Even Ren was surprised by this.
“How many Netheryn do the other gods have?” Ren asked, mouth agape.
“Impossible to say. Likely hundreds. Possibly more.”
“Hundreds?!” Ed remarked.
Ren sighed loudly and paced around the room, hands on hips. She scraped her boots against the floor, which echoed loudly through the room. Clearly, she wanted to say something.
Mortem waited.
“It feels like you are setting us up to fail,” she eventually said.
“Would you prefer the alternative? For your fate to be in Somnia’s hands? Your lives were both plucked from the tapestry of fate. No one else at your king’s castle had a choice. Only the two of you,” Mortem said sternly.

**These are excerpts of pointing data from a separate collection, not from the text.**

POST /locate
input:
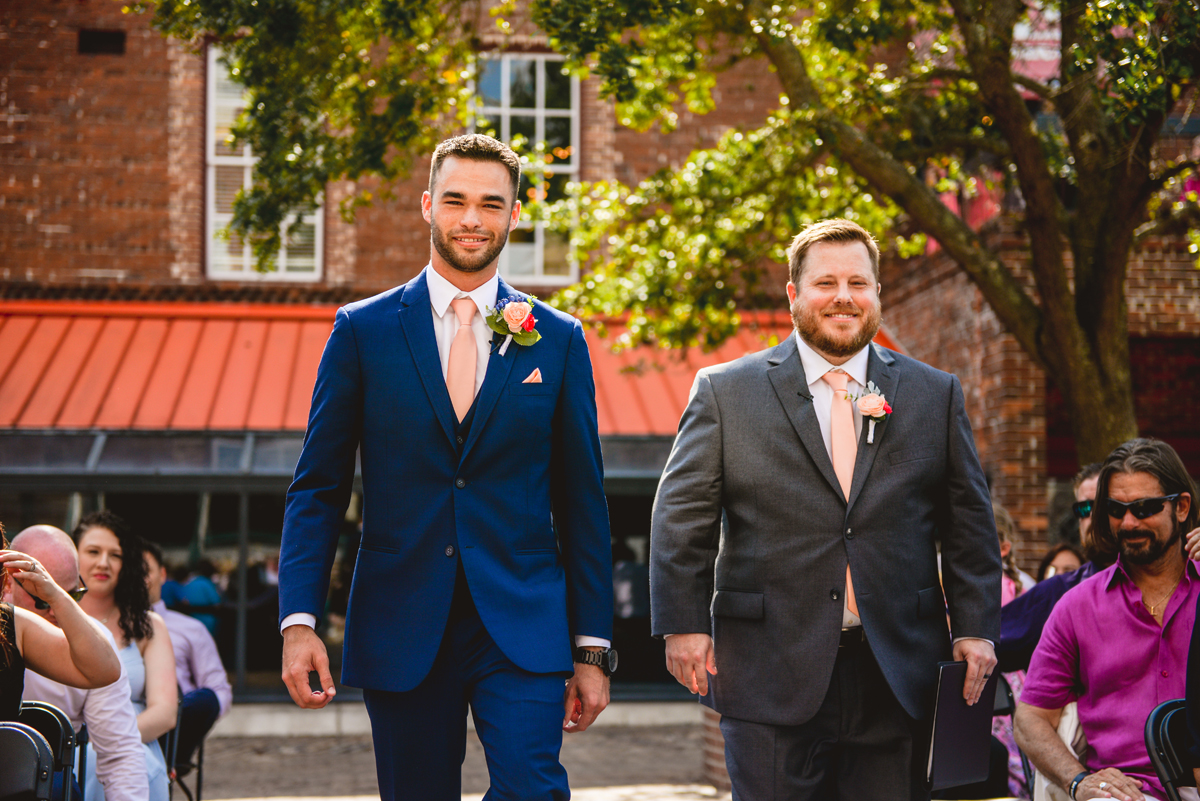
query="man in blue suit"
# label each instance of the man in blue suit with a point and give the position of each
(484, 579)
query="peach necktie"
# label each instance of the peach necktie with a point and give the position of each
(463, 359)
(845, 449)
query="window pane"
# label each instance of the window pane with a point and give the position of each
(490, 124)
(558, 86)
(489, 83)
(555, 252)
(522, 83)
(521, 251)
(301, 248)
(558, 138)
(525, 126)
(222, 134)
(226, 186)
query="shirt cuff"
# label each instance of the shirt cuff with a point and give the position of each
(581, 640)
(299, 619)
(983, 639)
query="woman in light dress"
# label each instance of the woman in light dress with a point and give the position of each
(112, 565)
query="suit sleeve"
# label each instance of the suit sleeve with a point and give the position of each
(687, 519)
(324, 477)
(971, 566)
(580, 510)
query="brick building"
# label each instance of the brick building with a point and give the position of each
(117, 174)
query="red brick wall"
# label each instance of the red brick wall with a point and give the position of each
(1020, 427)
(84, 143)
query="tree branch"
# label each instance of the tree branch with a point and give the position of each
(1009, 300)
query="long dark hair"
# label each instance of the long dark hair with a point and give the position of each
(131, 596)
(5, 637)
(1143, 455)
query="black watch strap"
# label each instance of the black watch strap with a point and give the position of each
(1075, 782)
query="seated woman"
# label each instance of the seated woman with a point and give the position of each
(112, 565)
(75, 655)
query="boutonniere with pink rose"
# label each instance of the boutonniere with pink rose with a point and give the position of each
(514, 318)
(874, 407)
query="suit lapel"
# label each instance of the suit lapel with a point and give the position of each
(497, 377)
(786, 374)
(417, 319)
(882, 371)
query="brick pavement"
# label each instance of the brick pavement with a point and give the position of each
(607, 764)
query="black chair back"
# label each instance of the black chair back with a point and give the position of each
(1168, 742)
(53, 724)
(27, 770)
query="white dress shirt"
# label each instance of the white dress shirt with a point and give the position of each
(815, 366)
(445, 326)
(112, 728)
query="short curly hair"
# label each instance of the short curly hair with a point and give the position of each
(131, 595)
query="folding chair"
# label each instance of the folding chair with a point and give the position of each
(1005, 705)
(82, 760)
(1168, 742)
(169, 745)
(53, 724)
(27, 771)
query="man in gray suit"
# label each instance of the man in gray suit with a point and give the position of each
(793, 549)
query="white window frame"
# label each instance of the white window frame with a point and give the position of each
(505, 112)
(215, 221)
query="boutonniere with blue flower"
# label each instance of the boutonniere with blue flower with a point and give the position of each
(875, 408)
(514, 318)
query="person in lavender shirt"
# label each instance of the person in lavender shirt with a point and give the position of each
(1117, 644)
(203, 681)
(112, 724)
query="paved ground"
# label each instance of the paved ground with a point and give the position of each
(637, 763)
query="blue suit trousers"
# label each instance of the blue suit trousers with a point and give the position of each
(420, 735)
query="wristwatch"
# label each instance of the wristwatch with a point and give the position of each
(1075, 782)
(605, 660)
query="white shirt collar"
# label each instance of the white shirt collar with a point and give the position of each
(442, 291)
(815, 365)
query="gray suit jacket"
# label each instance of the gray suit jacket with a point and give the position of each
(751, 535)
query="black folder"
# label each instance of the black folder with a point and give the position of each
(960, 745)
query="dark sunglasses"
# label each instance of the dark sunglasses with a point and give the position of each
(1139, 509)
(75, 595)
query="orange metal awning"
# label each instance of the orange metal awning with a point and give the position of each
(251, 367)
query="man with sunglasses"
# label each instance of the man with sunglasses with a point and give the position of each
(112, 723)
(1117, 644)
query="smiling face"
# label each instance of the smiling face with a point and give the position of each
(837, 305)
(100, 560)
(471, 211)
(1145, 542)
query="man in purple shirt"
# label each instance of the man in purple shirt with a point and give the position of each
(203, 681)
(1119, 642)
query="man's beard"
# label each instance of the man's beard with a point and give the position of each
(1153, 549)
(808, 323)
(466, 263)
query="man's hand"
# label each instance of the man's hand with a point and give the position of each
(304, 652)
(690, 660)
(981, 658)
(586, 697)
(1109, 783)
(1193, 544)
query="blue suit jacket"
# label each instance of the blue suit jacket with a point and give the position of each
(522, 507)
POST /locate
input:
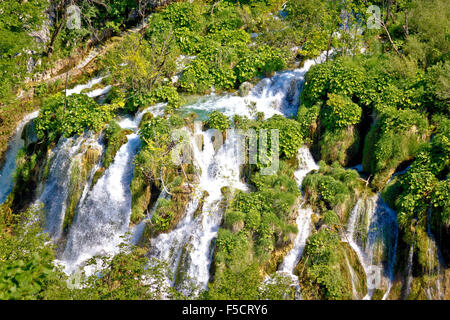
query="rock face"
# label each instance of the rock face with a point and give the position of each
(245, 89)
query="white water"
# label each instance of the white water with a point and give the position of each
(9, 166)
(77, 89)
(409, 276)
(306, 164)
(67, 153)
(277, 95)
(372, 232)
(189, 246)
(434, 256)
(103, 217)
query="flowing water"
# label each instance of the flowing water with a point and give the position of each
(436, 264)
(103, 216)
(103, 213)
(306, 164)
(372, 232)
(279, 94)
(66, 154)
(9, 166)
(188, 248)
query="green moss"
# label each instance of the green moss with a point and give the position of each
(339, 145)
(79, 176)
(323, 270)
(115, 137)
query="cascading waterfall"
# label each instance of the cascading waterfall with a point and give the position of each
(77, 89)
(277, 95)
(306, 164)
(409, 276)
(103, 217)
(56, 190)
(188, 248)
(372, 232)
(434, 257)
(9, 166)
(303, 221)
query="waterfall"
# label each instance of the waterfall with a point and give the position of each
(434, 255)
(9, 166)
(188, 247)
(306, 164)
(103, 216)
(77, 89)
(409, 276)
(279, 94)
(56, 189)
(372, 232)
(303, 221)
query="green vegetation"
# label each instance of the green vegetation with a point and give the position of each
(80, 113)
(333, 188)
(385, 107)
(323, 270)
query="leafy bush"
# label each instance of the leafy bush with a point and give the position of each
(340, 112)
(81, 113)
(290, 131)
(217, 120)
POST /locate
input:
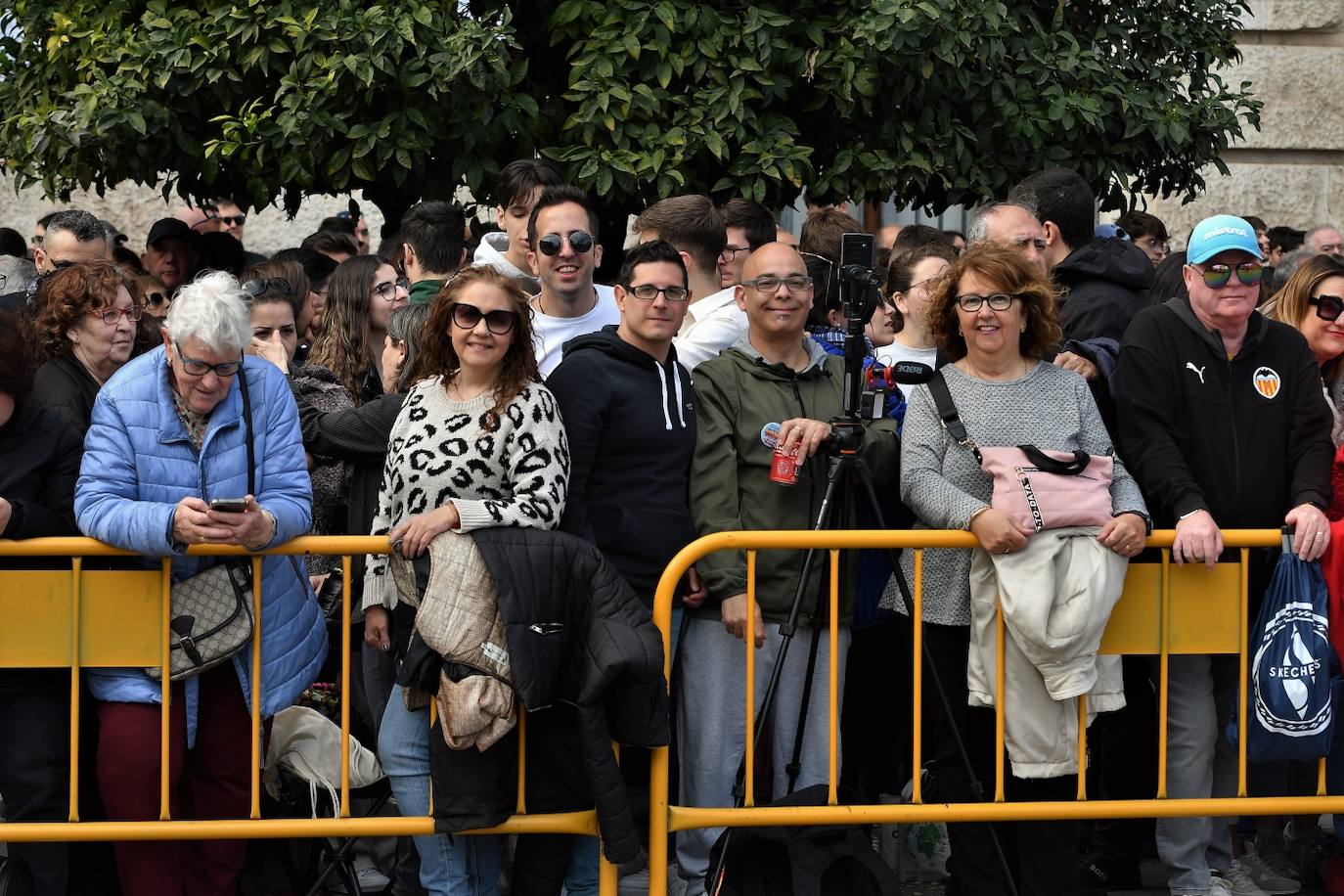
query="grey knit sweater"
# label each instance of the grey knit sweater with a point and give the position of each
(944, 485)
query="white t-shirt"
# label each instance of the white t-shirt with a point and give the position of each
(711, 326)
(552, 334)
(895, 352)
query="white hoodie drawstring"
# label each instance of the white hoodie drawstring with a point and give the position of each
(680, 414)
(663, 377)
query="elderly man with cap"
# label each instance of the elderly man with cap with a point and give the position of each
(1224, 425)
(171, 252)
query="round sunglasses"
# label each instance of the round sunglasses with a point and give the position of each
(468, 316)
(579, 242)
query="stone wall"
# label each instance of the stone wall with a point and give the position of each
(1290, 171)
(136, 208)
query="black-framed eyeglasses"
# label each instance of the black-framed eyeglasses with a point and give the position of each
(387, 291)
(552, 244)
(499, 321)
(796, 284)
(200, 368)
(1328, 308)
(255, 288)
(648, 291)
(972, 302)
(111, 316)
(1218, 276)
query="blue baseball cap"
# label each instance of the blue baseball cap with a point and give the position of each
(1221, 234)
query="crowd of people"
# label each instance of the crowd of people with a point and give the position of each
(581, 434)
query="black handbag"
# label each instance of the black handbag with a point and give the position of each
(210, 615)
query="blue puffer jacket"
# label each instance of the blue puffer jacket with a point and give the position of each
(140, 461)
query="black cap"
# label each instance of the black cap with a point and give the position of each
(168, 227)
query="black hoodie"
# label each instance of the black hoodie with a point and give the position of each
(631, 424)
(1106, 283)
(1246, 439)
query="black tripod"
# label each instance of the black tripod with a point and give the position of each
(844, 465)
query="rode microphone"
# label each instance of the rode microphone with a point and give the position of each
(901, 373)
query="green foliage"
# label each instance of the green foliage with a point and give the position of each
(933, 101)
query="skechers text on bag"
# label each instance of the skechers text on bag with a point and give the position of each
(211, 614)
(1294, 673)
(1035, 488)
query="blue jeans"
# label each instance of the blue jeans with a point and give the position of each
(449, 866)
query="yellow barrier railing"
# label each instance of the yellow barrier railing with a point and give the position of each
(1164, 610)
(97, 618)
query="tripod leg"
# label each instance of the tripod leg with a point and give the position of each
(894, 559)
(834, 475)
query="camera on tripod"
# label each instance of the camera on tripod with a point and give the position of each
(865, 396)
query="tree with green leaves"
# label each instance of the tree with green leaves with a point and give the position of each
(931, 103)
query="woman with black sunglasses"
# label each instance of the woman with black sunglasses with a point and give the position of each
(478, 443)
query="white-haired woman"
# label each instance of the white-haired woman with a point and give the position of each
(168, 437)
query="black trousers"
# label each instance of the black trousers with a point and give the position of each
(1124, 766)
(1041, 855)
(35, 766)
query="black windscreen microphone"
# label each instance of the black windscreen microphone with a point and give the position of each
(901, 373)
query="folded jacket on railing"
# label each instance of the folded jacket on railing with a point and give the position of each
(1056, 597)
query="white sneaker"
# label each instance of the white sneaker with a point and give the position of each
(1238, 881)
(369, 877)
(1269, 874)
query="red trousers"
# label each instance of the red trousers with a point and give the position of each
(210, 781)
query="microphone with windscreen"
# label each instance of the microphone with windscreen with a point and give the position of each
(887, 377)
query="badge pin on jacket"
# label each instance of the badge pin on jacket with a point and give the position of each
(1266, 381)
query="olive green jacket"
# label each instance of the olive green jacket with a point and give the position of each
(736, 396)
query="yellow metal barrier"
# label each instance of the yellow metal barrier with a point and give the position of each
(1164, 610)
(92, 618)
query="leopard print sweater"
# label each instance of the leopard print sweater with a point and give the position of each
(439, 450)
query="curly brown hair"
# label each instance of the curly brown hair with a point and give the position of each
(1010, 273)
(67, 294)
(17, 364)
(438, 357)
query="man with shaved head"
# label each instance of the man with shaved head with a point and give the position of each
(762, 406)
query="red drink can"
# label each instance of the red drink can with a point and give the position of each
(784, 468)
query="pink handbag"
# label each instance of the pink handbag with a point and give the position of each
(1049, 489)
(1038, 489)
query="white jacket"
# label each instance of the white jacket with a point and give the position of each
(1056, 598)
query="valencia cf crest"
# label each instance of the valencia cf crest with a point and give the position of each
(1266, 381)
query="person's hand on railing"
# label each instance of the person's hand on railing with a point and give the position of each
(736, 618)
(376, 629)
(193, 524)
(1124, 535)
(697, 593)
(417, 532)
(1197, 539)
(1311, 531)
(998, 533)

Ren rubbed the back of her head. “You’re not wrong, but I still don’t like any of this. It feels wrong.”
“Because this was never supposed to happen,” Mortem said. “Now, I have truly reached my limit to keep you here. I will communicate with you both as I can, but our time is over.”
Mortem drew on the floor again with his small tool before waving his hand in the air.
Ed and Ren ceased to exist in the Nether as their souls were suddenly ripped back to their world.